Prometheus alert if two expressions are true


I'm trying to create an alert in Prometheus that should notify me if two hosts are unavailable. I have two metrics:

probe_success{instance="host1"}
probe_success{instance="host2"} 

that returns 1 if host availiable and 0 if host unavailable. How I can combine this two metrics in one expression?

I tried using on() probe_success{instance="host1"} == 0 and on() probe_success{instance="host2"} == 0, it works but it only returns the first expression so the email only has labels from host1. It looks like the problem is with only one host.

Also tried sum(probe_success{ instance=~"host1|host2"}) == 0, but here I have no labels at all.

Is there some posibility to create expression with logic like

if((probe_success{instance="host1"}==0) and (probe_success{instance="host2"}==0)){
       notifyMe("host1","host2")
    }

Solution

  • In prometheus, you can create a rule that will alert on each host that is unavailable if none of of them is up.

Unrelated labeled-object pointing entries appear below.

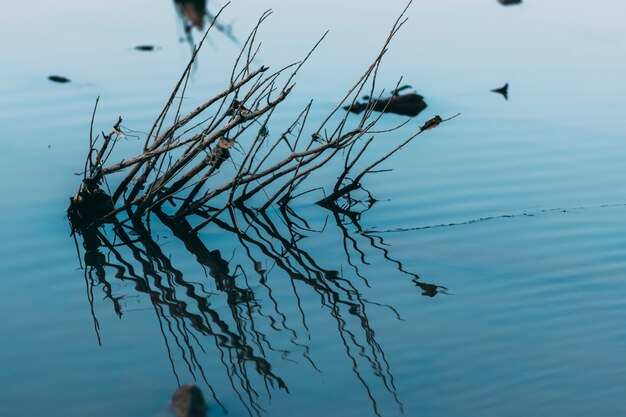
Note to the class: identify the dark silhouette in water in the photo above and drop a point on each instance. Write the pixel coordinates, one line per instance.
(504, 90)
(410, 104)
(194, 11)
(145, 48)
(58, 79)
(188, 401)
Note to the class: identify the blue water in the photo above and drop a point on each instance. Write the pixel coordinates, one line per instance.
(514, 212)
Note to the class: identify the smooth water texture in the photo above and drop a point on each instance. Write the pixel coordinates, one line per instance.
(488, 279)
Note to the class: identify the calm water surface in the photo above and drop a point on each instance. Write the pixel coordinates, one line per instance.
(512, 215)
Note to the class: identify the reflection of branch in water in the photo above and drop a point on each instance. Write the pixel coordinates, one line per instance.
(334, 292)
(186, 317)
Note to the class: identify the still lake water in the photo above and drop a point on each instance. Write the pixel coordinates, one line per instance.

    - alert: MissingAllHosts
      expr: (probe_success == 0) UNLESS ON() ( sum(probe_success) != 0 )
      ...
    

    Then use alertmanager's grouping for sending a single notification

    routes:
      - match:
          alertname: 'MissingAllHosts'
        group_by: ['alertname']
        group_wait: 1m
        group_interval: 10s
    

    The resulting alert should contain the list of hosts that were expected.